BY GLENN C. ALTSCHULER
Sunday, October 11, 2009
10/11/09 at 7:19 AM


Norbert Norlander, an octogenarian oil man from Tulsa, puts in motion the plot of "Pilgrims," Garrison Keillor's latest Lake Wobegon novel. Norbert is dying — and he's wracked with guilt. He has never made good on his promise to his mother to go to Rome and place a photograph on the grave of Cpl. August Norlander, his brother, who died there in 1944. So Norbert deputizes Margie Krebsbach, Lake Wobegon's high school English teacher, to consecrate the war hero's final resting place. He gives her $150,000 to take her husband and 10 friends on an Italian holiday.

The first Wobegon novel set on foreign soil, "Pilgrims," for better and worse, is vintage Keillor. The narrative arc — a stale marriage, a seduction, a scam, and a resolution — is pretty darn predictable. And Keillor's decision to include himself among the pilgrims is a mistake. References to "Gary" Keillor's drinking, addiction to Bach organ chorales, and his "quiet monotone murmuring on about the weather and gardening and how he once threw a tomato at his sister," are, as he himself recognizes, "false humility covering enormous self-regard."
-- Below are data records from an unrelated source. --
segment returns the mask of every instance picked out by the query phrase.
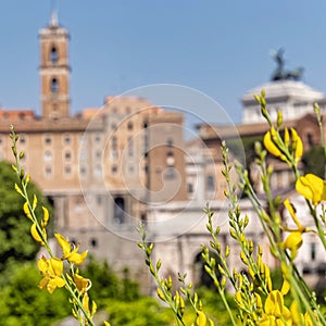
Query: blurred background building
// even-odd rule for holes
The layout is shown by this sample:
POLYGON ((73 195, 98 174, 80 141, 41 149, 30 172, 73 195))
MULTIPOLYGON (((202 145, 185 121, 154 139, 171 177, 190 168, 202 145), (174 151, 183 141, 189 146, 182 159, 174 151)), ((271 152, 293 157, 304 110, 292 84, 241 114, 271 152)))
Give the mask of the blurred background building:
MULTIPOLYGON (((249 166, 263 196, 253 143, 268 125, 262 121, 253 95, 265 89, 272 118, 281 109, 283 128, 294 127, 305 151, 321 145, 312 105, 318 101, 325 112, 325 96, 300 80, 277 78, 243 96, 242 124, 236 128, 201 124, 198 138, 186 140, 183 113, 158 108, 143 98, 106 97, 101 108, 71 115, 70 36, 55 13, 40 29, 39 41, 42 113, 36 116, 29 109, 0 109, 0 159, 13 159, 8 137, 13 124, 20 150, 25 152, 22 164, 54 206, 55 229, 106 259, 117 271, 127 265, 140 279, 143 259, 134 234, 142 221, 149 240, 158 241, 155 254, 164 261, 162 273, 176 277, 176 269, 188 272, 199 281, 203 273, 199 246, 210 242, 202 209, 210 202, 216 224, 222 225, 222 246, 233 247, 230 265, 241 269, 239 248, 228 233, 222 141, 230 148, 230 160, 249 166)), ((274 165, 275 195, 291 196, 296 201, 289 167, 273 158, 268 162, 274 165)), ((233 181, 237 183, 235 173, 233 181)), ((254 243, 267 246, 248 200, 241 199, 241 205, 250 216, 249 236, 254 243)), ((310 237, 303 246, 300 267, 306 274, 319 271, 326 264, 317 254, 319 244, 310 237)), ((273 266, 267 248, 265 252, 273 266)))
Nonetheless, Keillor remains a masterful storyteller. Even when you can't hear his sonorous and seductive voice. Or digresses. Or opines about the (not always so) "Good War," in which tens of thousands of Americans were blown up and bayoneted "to win a rocky peninsula of no strategic importance." At his wistfully wise and bittersweet best, Keillor helps us see ourselves a little more clearly.

Keillor manages, sometimes just barely, to rescue his theme — true love in all its permutations and combinations — from the land of sentimentality. In small town Minnesota, he suggests, with just the right amount of comic exaggeration, a woman worked from a small pool of appropriate partners. If a man wasn't "an incipient drunk or child molester, she didn't dismiss him, which was the Lake Wobegon equivalent of falling in love."

That's why middle-aged Margie wonders whether Carl Krebsbach, the man in blue pajamas next to her reading yet another book about the Civil War, ever really loved her, "in the sense of searching high and low for her and crying out, 'I want to be with you for the rest of your life.' "

Asked on her anniversary to explain her happy marriage, Margie is able to say only that "it's a sort of miracle when two people get together." She'll soon learn an even more important, and deceptively simple, lesson. "Everybody wants more than they're entitled to," she tells her friends.

Although the other pilgrims are certainly not "idiots on parade," Margie is, alas, the only fully-realized character in the novel. But you can't help suspending disbelief to root for her.

Pilgrims: A Wobegon Romance
By Garrison Keillor
$25.95
Glenn C. Altschuler is the Thomas and Dorothy Litwin Professor of American Studies at Cornell University.